こちらは銀色電車の割合。関東では唯一銀色電車のなかった京急も2007年から無塗装のステンレス車両が入り、もう既に3割に届こうかというところ。
一方で関西の私鉄は50年前からステンレス車を入れてる南海はそりゃ7割あるとして、2006年から銀色電車を入れだした阪神が2割、阪急、京阪、近鉄に至っては銀色電車は皆無!100%塗装車!!こういう比較見たことなかったですけど、差が歴然ですね。
黒田さん「子供が電車を描く時真っ先にグレーのクレヨンがなくなるのは情操教育上いいわけがない。かわいそう。キレる子供が増えているのはステンレスの電車が走っているからじゃないか」と本気で思ってらっしゃるとのこと(笑)。

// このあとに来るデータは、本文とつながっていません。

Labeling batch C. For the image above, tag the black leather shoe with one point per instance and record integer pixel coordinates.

関東で銀色電車が増えたり標準化が進む理由は、相互乗り入れが活発で相手に合わせて車両造らなければならないから。
一方関西は人口が少なく相互乗り入れが少ないので輸送力も気にせず自社の思い通りに車両が造れる。
しかもそこに競争原理が働くので、いかに自社の電車に乗ってもらうかを考え、快適性や独自性を追求した結果、個性あふれるラインナップになっていると。
また関西は基本的に都市間電車(かつ競争原理も働く)の文化、一方で関東は郊外電車の文化。
唯一京急だけは都市間電車かつ競争原理が働いている(品川ー横浜でJRと競合)ので、速達性と快適性が求められる関西っぽい電車が走っている。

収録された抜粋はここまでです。